Defense Contractor Pleads Guilty to Bribery

     PORTLAND, Ore. (CN) – An Oregon defense contractor pleaded guilty Monday to bribing an Army Corps of Engineers manager to award more than $170 million in contracts to his company.
     The defendant, whose legal name is the singular Sky, pleaded guilty to a federal conspiracy information. He faces up to five years in prison and a $250,000 fine.
     He was accused of bribing Corps of Engineers program manager for the in Omaha with money, meals and vacations to secure contracts for his company Sky Research (SRI), based in Ashland, Ore.
     The manager is identified as “J.H.” in the information. Jerry Hodgson was investigated by federal authorities in 2012 for suspicion of bid rigging, though no charges had been filed by 2013, according to The Associated Press.
     Sky’s company worked with government contractors to clean up unexploded land mines, among other things. It was a contractor under the federal Military Munitions Response Program.

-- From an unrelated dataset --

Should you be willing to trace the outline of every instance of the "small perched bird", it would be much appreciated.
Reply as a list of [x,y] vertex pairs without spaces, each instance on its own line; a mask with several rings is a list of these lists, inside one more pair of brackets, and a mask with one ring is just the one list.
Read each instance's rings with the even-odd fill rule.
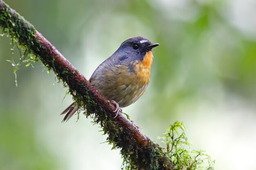
[[[116,117],[120,108],[135,102],[145,91],[150,79],[151,51],[159,45],[142,37],[128,39],[98,66],[89,79],[116,106]],[[63,121],[67,121],[78,108],[75,102],[72,103],[61,114],[67,112]]]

     Sky, 73, appeared in U.S. District Judge Marco Hernandez’s court Monday morning with his attorney, and said little other than affirmative answers to Hernandez’s questions.
     He agreed to waive a grand jury indictment and enter a guilty plea.
     “You’re going to have to live with my sentence,” Hernandez said. “Are you OK with that?”
     “Yes,” Sky replied. “Well, I have to be.”
     Sky’s attorney Michael Levine said there would be no restitution in the case, but Assistant U.S. Attorney Greg Nyhus told the court the government was still investigating the matter.
     Nyhus called Sky’s bribery a series of “wink and nod” agreements from 2002 to 2013, by which he secured nine contracts worth $171 million.
     Among other things, the government said, Sky was awarded a $9 million environmental remediation contract in 2009 just one day after paying Hodgson $3,000.
     Sky also paid for meals and accommodations for Hodgson in Costa Rica and Vietnam, and a fishing trip in Alaska.
     The sentencing advisory for Sky is 21 to 27 months in prison. Judge Hernandez told Sky he is “not bound by the guidelines” and that Sky could accumulate credit for good behavior if given prison time.
     Sky was not in custody when he arrived in court, and Hernandez released him. The court even discussed a planned trip out of the country, which Hernandez allowed.
     Sky’s sentencing is scheduled for Oct. 11.